I’m of the opinion the government knows quite enough already about every American without approving a blanket search warrant on the entire nation. There is no probable cause to suspect everyone of doing something illegal 24/7. That’s a huge mangling of the Constitution.
You and I will be part of those generations that remember when it was legal to smoke in bars. Ohio enacted a state-wide ban in late ’06. The 7-11 I went to as a kid always reeked of smoke. It has become so familiar to me. I feel the same way you do about bars and pool halls.
I did love smoking, and I did love tooting, and I did love being a falling down drunk. I still drink wine, without falling down, but I’ve dumped the rest. Too many friends died. With regard to people stealing my writing – I hope they enjoy the rejection notes that should have been coming my way 🙂
Yeah, I could see where losing a good friend could put the kibosh on certain activities. Most people just want to have a good time. That’s all. As far the writing is concerned, I try to be humble enough not to think it’s going to be on the next New York Times Best Seller List, but there’s always that nagging part of me that says not to debase my work too much.
I’m glad I never started smoking because I know I’d be a chain smoker. I’m with you on the surveillance thing. I’m wure the government knows a lot more than we think, and We’re all at a disadvantage against law enforcement. It’s kind of scary to know what could happen if you’re just merely in the wrong place at the wrong time…
I was thinking about what I wrote yesterday, and believe what burns my buttons the most is the fact that converse is not accepted. There have been multiple cases nation-wide of police becoming verbally and physically violent under surveillance by citizens. There has been the smashing of cameras, taking down of observers, and charges of “obstruction” leveled at participants. Law enforcement does not want that hard evidence submitted in court, because judges and lawyers know the law just as much they do. It all goes back to interpretation. My beef is this: if it’s an obstruction of Justice to video tape authorities enforcing the law, then it’s an obstruction of Liberty to video tape me during day-to-day activities.

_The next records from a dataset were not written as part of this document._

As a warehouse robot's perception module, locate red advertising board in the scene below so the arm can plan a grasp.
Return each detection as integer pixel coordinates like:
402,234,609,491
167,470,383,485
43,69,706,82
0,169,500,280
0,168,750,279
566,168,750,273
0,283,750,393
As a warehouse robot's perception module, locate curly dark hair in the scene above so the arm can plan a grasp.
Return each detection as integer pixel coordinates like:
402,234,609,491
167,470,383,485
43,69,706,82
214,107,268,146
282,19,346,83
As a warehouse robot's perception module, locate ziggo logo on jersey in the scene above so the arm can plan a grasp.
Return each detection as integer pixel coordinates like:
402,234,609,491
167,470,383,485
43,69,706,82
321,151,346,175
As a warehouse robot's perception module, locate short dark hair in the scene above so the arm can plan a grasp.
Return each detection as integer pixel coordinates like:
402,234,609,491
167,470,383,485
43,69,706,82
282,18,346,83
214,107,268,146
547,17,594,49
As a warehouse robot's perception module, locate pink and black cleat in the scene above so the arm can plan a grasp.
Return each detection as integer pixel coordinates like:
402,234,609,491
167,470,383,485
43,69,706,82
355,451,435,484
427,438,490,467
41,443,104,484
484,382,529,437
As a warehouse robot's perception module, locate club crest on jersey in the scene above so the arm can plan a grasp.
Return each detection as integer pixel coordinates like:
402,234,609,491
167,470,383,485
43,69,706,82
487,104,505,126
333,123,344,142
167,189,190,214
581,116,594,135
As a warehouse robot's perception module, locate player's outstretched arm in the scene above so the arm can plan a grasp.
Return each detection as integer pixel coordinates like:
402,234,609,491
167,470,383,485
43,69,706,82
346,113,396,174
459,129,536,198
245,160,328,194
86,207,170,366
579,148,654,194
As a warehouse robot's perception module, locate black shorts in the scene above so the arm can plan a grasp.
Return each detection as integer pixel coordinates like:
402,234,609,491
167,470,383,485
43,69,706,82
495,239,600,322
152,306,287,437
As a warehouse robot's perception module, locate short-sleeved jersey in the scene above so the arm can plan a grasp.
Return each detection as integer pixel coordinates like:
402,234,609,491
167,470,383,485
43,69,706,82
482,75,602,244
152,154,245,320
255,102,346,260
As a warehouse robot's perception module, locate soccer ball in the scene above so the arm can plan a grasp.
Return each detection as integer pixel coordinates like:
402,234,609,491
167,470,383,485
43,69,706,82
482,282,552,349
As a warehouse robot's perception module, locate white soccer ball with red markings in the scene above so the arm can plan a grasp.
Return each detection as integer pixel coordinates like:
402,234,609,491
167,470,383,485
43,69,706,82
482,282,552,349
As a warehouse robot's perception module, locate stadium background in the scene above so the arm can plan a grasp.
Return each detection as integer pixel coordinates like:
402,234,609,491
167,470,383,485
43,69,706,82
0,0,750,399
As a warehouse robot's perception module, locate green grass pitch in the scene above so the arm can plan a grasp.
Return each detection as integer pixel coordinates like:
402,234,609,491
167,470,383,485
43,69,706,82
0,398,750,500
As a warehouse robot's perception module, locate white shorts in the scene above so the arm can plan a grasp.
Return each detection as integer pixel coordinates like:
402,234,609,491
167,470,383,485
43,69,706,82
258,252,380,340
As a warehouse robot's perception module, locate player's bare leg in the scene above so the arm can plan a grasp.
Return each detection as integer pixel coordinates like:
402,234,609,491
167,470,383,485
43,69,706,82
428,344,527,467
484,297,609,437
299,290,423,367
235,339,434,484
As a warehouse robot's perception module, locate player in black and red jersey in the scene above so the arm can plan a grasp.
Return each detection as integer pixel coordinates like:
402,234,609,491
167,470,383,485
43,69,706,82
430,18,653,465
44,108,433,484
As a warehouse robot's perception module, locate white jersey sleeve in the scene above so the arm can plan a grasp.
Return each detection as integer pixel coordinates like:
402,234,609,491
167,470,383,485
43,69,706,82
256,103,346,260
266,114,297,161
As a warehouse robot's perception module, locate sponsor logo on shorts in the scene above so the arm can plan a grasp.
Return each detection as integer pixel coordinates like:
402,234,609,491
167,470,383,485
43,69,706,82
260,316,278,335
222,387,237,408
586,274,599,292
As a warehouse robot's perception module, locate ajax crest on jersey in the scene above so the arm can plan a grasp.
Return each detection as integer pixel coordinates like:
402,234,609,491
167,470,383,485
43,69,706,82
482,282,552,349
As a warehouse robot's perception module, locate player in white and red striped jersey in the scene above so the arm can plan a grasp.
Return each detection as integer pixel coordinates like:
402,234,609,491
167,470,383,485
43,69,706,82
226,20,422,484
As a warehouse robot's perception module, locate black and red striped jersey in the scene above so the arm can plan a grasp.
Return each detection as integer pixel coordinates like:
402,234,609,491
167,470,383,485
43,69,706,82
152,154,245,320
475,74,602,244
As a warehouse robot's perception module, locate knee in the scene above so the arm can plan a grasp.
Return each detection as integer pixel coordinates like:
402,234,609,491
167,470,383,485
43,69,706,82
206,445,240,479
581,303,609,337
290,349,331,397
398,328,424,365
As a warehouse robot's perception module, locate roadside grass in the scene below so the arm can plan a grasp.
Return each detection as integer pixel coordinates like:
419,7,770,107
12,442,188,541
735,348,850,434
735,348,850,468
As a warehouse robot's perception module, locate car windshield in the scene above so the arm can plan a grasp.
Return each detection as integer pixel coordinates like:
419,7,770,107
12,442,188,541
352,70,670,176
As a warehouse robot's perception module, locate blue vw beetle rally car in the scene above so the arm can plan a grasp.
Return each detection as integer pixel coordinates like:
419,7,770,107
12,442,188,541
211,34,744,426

So as you think of wine spill on your laptop and the consequences of that, What is your take-away?
I sense an embarrassment about smoking. What do you see at the core of that?
Shakti
I think there’s a little more care I need to exercise with my beverages. Wine’s probably better left at a table, or in conversation with people. Recklessness is the reason why there was wine on my laptop.
My smoking isn’t as much a matter of embarrassment as it is a health concern and mitigating harassment from other people. The anti-smoking attitude is quite a strong here and it makes smoking in peace a problem. Also, it is not a healthy activity, and I really should be taking better care of myself. It also limits the potential of meeting women.
So as you hold this awareness about the negative aspects of smoking, what could be the core compulsion for you to persist?
That’s a good question. I had to think about it for a moment. I do enjoy the activity, which was mentioned in the post. It’s always hard to give up to things you enjoy. Maybe a little anger that I should let go of something I find comfort in. Obstinate behavior, in a sense.
This is aside from the thought that there might be something more than nicotine that’s addictive in cigarettes. Anti-smoking aids only focus on nicotine.